Where the San Francisco sound was epitomized by groups like Jefferson Airplane, the Grateful Dead, Big Brother and the Holding Company and Santana - a kind of neo-baroque, psychedelic-influenced music - the Velvets and other New York bands probed darker themes and were known for a deceptively sparse sound that would later influence punk rock.
"Lou Reed was the dark underside of the flower children and the bleak voice of New York downtown," said Chronicle senior pop music correspondent Joel Selvin on Sunday. "He never really veered from that."
Mr. Reed was born in Brooklyn on March 2, 1942, to accountant Sidney Reed and his wife, Toby, and grew up in Freeport, Long Island. In 1956, his parents arranged for him to undergo electroshock therapy in an attempt to "cure" him of being bisexual. Mr. Reed later repurposed the experience in the song "Kill Your Sons."
He entered Syracuse University in 1960, where he became an acolyte of poet Delmore Schwartz, then moved to Manhattan after graduating in 1964.
Some solo success
Mr. Reed left the Velvet Underground in 1970, but it was more difficult for him to leave some of the trappings of that downtown life - chiefly, drug and alcohol abuse. He wouldn't get clean until the 1980s, but still managed a prodigious musical and literary output during that time.
His second solo album, 1972's "Transformer," produced by Mick Ronson and David Bowie, was a commercial success and included his hit song "Walk on the Wild Side," memorializing such figures of Warhol's Factory as transvestites Holly Woodlawn, Jackie Curtis and Candy Darling, and actor-model Joe Dallesandro, who "never once gave it away."
Mr. Reed's musical career roller-coastered throughout the '70s. He followed "Transformer" with "Berlin," a concept album about two junkies in love that was a commercial failure. The same year Mercury released "1969," Reed found commercial success with "Rock n Roll Animal," a live album that included Velvet Underground songs "Sweet Jane" and "Heroin."
Mr. Reed married designer Sylvia Morales in 1980. During their decade-long marriage, Mr. Reed produced "The Blue Mask," with songs inspired by Morales, who also designed the appropriately stripped-down black and blue album cover.
Mr. Reed had a rapprochement with Cale on the 1987 album "Songs for Drella," and the Velvet Underground reunited first in 1990 for a benefit in France. That was followed three years later by a European tour that never made it to the United States because, once again, Mr. Reed and Cale had a falling-out.

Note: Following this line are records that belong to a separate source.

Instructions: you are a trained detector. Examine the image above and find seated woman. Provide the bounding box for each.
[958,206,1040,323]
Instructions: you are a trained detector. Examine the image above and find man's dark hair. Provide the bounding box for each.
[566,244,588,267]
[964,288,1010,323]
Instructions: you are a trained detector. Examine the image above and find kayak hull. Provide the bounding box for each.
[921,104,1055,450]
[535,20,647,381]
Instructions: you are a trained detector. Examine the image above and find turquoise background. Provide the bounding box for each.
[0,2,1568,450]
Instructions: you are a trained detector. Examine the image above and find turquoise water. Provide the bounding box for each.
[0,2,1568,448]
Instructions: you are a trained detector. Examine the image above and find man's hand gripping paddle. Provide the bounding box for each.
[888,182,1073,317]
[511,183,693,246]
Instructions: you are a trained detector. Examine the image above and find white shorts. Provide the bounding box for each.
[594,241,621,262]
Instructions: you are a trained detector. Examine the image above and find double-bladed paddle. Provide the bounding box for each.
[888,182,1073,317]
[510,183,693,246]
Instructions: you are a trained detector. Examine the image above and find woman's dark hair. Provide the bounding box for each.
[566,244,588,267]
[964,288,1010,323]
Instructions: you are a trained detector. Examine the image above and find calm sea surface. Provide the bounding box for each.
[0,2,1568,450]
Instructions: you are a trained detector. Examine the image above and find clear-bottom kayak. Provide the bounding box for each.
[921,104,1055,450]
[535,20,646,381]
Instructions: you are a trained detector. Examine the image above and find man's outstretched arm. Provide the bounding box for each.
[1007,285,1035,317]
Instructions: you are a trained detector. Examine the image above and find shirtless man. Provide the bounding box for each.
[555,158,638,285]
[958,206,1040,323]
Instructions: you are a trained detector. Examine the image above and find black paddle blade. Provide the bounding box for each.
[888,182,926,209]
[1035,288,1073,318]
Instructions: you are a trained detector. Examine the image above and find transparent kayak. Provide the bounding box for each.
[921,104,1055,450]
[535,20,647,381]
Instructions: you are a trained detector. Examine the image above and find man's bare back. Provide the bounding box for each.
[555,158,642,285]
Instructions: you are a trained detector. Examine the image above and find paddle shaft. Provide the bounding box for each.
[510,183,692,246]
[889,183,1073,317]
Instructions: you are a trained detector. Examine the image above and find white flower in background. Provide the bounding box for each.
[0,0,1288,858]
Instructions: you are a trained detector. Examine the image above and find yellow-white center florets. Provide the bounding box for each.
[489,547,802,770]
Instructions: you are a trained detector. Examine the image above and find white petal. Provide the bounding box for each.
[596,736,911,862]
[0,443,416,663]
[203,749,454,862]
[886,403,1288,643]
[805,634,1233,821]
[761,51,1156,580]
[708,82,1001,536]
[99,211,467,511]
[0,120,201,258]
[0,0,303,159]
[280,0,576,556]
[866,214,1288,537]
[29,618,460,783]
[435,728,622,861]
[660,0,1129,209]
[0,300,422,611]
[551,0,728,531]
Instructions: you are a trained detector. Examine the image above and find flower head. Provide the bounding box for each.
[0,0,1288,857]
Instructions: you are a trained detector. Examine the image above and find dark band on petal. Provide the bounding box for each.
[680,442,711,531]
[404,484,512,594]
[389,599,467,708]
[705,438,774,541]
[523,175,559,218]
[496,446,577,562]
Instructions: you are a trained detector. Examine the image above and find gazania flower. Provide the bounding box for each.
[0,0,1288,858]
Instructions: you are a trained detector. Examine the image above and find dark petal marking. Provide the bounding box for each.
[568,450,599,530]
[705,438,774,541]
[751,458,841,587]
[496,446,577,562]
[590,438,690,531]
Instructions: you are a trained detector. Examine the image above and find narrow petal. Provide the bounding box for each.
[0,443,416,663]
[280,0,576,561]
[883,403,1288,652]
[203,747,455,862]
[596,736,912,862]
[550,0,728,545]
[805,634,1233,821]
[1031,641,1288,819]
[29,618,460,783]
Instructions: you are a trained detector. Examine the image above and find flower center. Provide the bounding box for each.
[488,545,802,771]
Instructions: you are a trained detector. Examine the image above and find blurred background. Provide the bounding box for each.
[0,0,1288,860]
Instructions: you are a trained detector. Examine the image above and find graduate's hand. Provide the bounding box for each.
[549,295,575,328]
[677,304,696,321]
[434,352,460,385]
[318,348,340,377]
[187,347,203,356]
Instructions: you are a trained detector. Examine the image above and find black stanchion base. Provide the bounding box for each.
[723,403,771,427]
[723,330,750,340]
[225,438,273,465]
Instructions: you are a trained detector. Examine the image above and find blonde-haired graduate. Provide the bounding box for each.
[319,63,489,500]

In the late 1990s, Mr. Reed became romantically involved with musician and performance artist Laurie Anderson. The two were married in 2008 and often collaborated on artistic projects.
Mr. Reed remained artistically adventurous and collaborative throughout his long and rich career. He performed "Sweet Jane" and "White Light/White Heat" live with Metallica at Madison Square Garden in 2009. Two years later, Mr. Reed and the Bay Area metal band would team up for the album "Lulu."
Other expressions
Mr. Reed published his first book of photographs in 2003, titled "Emotions in Action." His writings were also published in the New Yorker. He was the subject of an "American Masters" documentary and was inducted into the Rock and Roll Hall of Fame in 1996.
Mr. Reed is likely to be remembered for his one Top 20 hit, "Walk on the Wild Side," but that doesn't begin to summarize the extraordinary artistic vision and immeasurable influence of his art.
Whatever we think of as indie or alt rock today would not exist without Mr. Reed's influence. Musician-producer Brian Eno, noting that the first Velvet Underground album sold 30,000 copies in five years, may have been exaggerating only slightly when he suggested that every one of the 30,000 buyers went out and started a band.
Funeral arrangements have not been announced.